This recipe is best with
- Makes 2 sandwiches
- 1 tablespoon Dijon mustard
- 1 tablespoon mayonnaise
- 4 slices sourdough or whole wheat bread, each about 1/3 inch (8 mm) thick
- 2 thin slices prosciutto or Black Forest ham
- 6 ounces thinly sliced Fontina, Swiss, or mozzarella cheese
- 1 firm but ripe Roma tomato, trimmed and cut crosswise into 8 slices
- 4 fresh basil leaves
- Freshly ground black pepper
- In a small bowl, stir together the mustard and mayonnaise. With a basting brush or the back of a teaspoon or tablespoon, spread the mixture evenly over one side of each slice of bread. On a large, clean plate or platter, turn the bread slices plain sides up.
- Evenly distribute half of the cheese over 2 of the bread slices.

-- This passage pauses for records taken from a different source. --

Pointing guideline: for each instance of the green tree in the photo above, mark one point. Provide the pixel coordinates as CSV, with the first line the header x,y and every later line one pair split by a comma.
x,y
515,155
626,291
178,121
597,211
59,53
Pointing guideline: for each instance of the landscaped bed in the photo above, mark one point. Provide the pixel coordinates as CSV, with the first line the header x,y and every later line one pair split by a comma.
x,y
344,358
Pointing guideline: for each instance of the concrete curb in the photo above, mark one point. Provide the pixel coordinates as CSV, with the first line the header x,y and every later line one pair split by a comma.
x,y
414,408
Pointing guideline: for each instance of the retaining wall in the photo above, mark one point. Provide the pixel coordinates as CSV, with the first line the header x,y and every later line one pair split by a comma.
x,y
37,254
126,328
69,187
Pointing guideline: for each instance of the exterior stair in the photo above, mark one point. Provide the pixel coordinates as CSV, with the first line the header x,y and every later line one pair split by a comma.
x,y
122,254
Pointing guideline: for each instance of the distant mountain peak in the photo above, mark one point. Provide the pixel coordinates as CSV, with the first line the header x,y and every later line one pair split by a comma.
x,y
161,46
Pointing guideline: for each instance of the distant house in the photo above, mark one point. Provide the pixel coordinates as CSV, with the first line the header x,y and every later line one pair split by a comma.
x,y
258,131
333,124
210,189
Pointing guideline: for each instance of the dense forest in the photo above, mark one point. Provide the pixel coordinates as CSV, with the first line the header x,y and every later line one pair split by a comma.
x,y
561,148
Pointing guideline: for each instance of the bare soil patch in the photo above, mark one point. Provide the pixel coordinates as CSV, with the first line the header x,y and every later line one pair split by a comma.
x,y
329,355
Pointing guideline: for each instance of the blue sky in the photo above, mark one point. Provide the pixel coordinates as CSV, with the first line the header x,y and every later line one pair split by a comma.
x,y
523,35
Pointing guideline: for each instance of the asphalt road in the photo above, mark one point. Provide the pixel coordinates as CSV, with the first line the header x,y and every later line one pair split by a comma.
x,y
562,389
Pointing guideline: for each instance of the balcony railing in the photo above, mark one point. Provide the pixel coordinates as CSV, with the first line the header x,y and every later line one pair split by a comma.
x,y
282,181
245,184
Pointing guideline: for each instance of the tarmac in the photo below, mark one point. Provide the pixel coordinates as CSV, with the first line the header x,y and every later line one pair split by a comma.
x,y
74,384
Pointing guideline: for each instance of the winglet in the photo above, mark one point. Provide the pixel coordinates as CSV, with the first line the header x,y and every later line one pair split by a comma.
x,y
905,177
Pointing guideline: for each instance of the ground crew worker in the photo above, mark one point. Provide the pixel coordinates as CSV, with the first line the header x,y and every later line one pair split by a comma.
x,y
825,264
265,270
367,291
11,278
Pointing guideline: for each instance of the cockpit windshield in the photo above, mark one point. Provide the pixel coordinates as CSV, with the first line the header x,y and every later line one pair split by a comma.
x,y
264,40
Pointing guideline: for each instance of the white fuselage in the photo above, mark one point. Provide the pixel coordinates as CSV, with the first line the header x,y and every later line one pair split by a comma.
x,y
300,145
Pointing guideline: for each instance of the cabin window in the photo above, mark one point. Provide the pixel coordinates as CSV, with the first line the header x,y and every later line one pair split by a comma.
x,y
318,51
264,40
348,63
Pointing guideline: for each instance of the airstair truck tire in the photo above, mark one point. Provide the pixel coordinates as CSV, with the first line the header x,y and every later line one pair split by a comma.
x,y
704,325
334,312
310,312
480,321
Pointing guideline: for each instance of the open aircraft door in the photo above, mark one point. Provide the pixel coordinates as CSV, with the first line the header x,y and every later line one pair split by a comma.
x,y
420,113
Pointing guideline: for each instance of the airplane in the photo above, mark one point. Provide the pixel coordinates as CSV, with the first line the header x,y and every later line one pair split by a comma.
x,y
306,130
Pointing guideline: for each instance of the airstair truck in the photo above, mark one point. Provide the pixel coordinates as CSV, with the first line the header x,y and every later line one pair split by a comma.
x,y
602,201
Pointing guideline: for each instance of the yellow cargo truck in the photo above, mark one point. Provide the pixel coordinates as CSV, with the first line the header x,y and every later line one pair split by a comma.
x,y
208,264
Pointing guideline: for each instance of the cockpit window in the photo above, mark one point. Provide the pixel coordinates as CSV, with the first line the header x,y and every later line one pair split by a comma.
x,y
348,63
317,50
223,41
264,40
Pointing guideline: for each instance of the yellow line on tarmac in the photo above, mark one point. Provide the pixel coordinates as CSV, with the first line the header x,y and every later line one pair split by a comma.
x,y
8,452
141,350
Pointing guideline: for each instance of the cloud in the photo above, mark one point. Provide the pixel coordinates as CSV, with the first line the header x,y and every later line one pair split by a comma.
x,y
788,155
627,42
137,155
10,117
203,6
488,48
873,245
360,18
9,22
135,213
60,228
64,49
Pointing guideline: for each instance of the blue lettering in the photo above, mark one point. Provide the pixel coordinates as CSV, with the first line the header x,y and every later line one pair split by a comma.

- Place 2 basil leaves on top of the cheese on each of the 2 slices. Neatly drape a slice of prosciutto on top of the basil leaves. Arrange 4 tomato slices on top of each slice of prosciutto. Generously season the tomatoes with freshly ground black pepper and then cover them evenly with the remaining cheese. Cover each sandwich neatly with another slice of bread, placing the slice with its mustard-mayonnaise side facing outward.
- Preheat an electric panini maker or a hinged countertop grill, following the manufacturer´s instructions, or heat a heavy skillet or griddle over medium-high heat. Depending on your appliance or cookware´s size, carefully place one or both sandwiches into the panini maker, grill, or skillet, or on the griddle, and cook until the bread is deep golden brown and crisp on both sides and the cheese is melted. If using the skillet or griddle, press down occasionally with the back of a metal spatula to help seal the sandwiches. Cooking time should be about 4 minutes total in the panini maker or hinged grill; or 4 minutes per side with the skillet or griddle.
- With a sharp knife, cut each sandwich diagonally in half if serving as a main dish; or cut it in quarters or eighths if serving as an hors-d´oeuvre.